India’s major private lenders, including ICICI, HDFC, Axis, Kotak Mahindra and Yes Bank, are preparing to release June-quarter results this week. Analysts broadly expect modest core pre-provision operating profit growth, constrained by moderating net interest margins and seasonally elevated credit costs that will likely keep profit after tax growth muted.
Underlying credit demand shows diverging trends. Motilal Oswal Financial Services noted strong demand in the micro, small and medium enterprise sector driven by an extended working capital cycle. While private banks continue to dominate larger loans, public sector lenders are capturing incremental market share through competitive pricing and government-backed lending schemes.

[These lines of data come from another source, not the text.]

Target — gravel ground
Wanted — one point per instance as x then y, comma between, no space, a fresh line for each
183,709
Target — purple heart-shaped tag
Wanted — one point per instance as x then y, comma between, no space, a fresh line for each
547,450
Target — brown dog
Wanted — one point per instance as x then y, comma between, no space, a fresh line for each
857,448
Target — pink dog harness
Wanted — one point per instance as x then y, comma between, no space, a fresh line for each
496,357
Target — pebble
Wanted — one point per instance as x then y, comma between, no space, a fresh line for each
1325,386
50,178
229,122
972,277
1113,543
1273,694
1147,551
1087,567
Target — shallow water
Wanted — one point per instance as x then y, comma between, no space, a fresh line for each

This macro backdrop has created sharp divergence in equity performance year-to-date, with Yes Bank, ICICI and Axis gaining 5% to 11%, while HDFC and Kotak have fallen up to 17%. ICICI Bank has emerged as the standout pick. Vaqarjaved Khan of Angel One highlighted its return on equity consistently above 18% and the cleanest asset quality among large private peers. “Yes Bank remains a speculation, not an investment. ICICI Bank is none of those things. It is a compounding machine at a reasonable valuation, entering a quarter where loan growth, treasury income, and controlled credit costs are all expected to converge positively,” Khan said.

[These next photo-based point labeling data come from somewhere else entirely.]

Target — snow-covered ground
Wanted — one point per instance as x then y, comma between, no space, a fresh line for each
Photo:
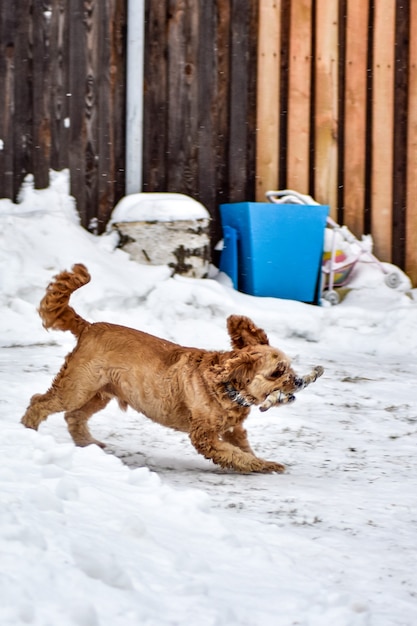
149,533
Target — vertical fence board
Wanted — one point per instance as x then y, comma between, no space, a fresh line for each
240,99
117,94
41,134
77,130
268,112
299,105
155,97
383,127
59,85
355,116
411,224
7,102
182,161
105,171
400,131
220,114
91,155
207,97
326,105
22,120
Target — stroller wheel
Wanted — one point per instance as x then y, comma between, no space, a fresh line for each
392,280
332,296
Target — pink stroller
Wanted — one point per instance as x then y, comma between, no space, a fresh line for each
337,262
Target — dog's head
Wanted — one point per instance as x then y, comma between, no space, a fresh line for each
254,369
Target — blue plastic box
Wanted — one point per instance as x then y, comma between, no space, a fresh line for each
274,249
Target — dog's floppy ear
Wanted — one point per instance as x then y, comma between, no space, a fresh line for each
243,332
238,367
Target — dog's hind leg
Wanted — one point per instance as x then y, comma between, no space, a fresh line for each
77,420
41,405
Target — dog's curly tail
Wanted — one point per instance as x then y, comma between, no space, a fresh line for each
54,308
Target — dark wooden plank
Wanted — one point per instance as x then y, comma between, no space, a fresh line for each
59,47
239,104
23,83
7,77
110,142
207,98
182,148
92,11
105,121
252,62
41,134
155,130
213,72
221,111
402,34
77,128
118,94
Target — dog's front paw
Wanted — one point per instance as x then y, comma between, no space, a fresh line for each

HDFC Bank is viewed primarily as a defensive holding. Harshal Dasani of INVasset PMS pointed to its unparalleled deposit franchise but warned that normalising credit-deposit ratios and margin absorption following its merger limit near-term upside. Nomura noted HDFC's reported loan growth remains strong despite the broader margin headwinds. Axis Bank is recognised for retail momentum and improving deposit granularity, though its recent valuation re-rating leaves little room for error. Kotak Mahindra Bank faces specific margin pressures and is navigating a post-CEO transition, making its risk-reward less attractive.
From a trading perspective, Sudeep Shah of SBI Securities noted that ICICI and HDFC possess the strongest technical setups, whereas Kotak remains the weakest. “The stance is not a single-name call but a positioning framework where ICICI Bank has the strongest combination of expected print quality, valuation cushion, and analyst conviction across the cohort,” Dasani concluded.